Construction, Dispute Resolution

The Sunk-Cost Fallacy: When a project dispute becomes a financial spiral

Share

Many construction professionals assume that winning an adjudication means the dispute is effectively over. In reality, it is often only the end of the first chapter.

 

The real pressure begins when the losing party refuses to pay and the matter moves toward enforcement in the Technology and Construction Court (TCC).

 

This is the stage where many project directors and commercial teams fall into a dangerous trap: the sunk-cost fallacy.

 

By this point, the business has already invested substantial management time, legal spend, and commercial focus into securing the adjudicator’s decision. The instinct becomes emotional rather than strategic:

 

“We have come this far, we cannot stop now.”   

 

But enforcement without a clear commercial assessment can become more damaging than the original dispute itself.

 

A successful TCC judgment is only valuable if it delivers a commercially recoverable outcome. Before commencing enforcement, or deciding whether to resist it, there are several critical issues every construction business must evaluate.  

1. Assess the Real BATNA

Your Best Alternative to a Negotiated Agreement (BATNA) matters more than the strength of your legal argument.

 

In high-value construction developments, liquid assets and cash flow dictate project survival.

 

If the opposing party is approaching insolvency, even a successful enforcement judgment may leave you with an uncollectable debt, additional legal costs, and further disruption to project cash flow.

 

Winning on paper is not always the same as achieving a commercial victory. If the money is not there to be recovered, prolonging the legal process simply drains your remaining margins.
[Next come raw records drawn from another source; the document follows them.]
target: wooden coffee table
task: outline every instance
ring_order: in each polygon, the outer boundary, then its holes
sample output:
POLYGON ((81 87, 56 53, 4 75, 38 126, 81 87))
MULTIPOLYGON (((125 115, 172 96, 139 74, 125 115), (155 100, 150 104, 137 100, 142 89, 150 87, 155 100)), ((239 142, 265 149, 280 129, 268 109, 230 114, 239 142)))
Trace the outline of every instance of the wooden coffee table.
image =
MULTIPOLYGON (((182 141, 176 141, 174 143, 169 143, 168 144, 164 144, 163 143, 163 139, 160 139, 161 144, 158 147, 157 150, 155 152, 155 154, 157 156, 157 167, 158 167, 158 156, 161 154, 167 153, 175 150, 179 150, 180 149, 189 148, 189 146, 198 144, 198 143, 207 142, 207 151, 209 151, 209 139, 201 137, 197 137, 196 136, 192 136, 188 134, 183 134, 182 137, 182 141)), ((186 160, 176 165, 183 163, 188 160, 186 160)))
2. Understand the Strategic Role of Security for Costs

Although security for costs applications are relatively uncommon in adjudication enforcement proceedings, they may arise where there are genuine concerns regarding solvency, recoverability of costs, or parallel substantive proceedings.

 

In the TCC, timeframes are tight, and decisions are typically reached within weeks.

 

However, if you are defending against an enforcement action brought by a counterparty whose financial position is precarious, seeking an order for security for costs can protect your business from spending money on legal fees that you may never recover.

 

In appropriate cases, it may influence the commercial dynamics of the dispute and encourage earlier resolution.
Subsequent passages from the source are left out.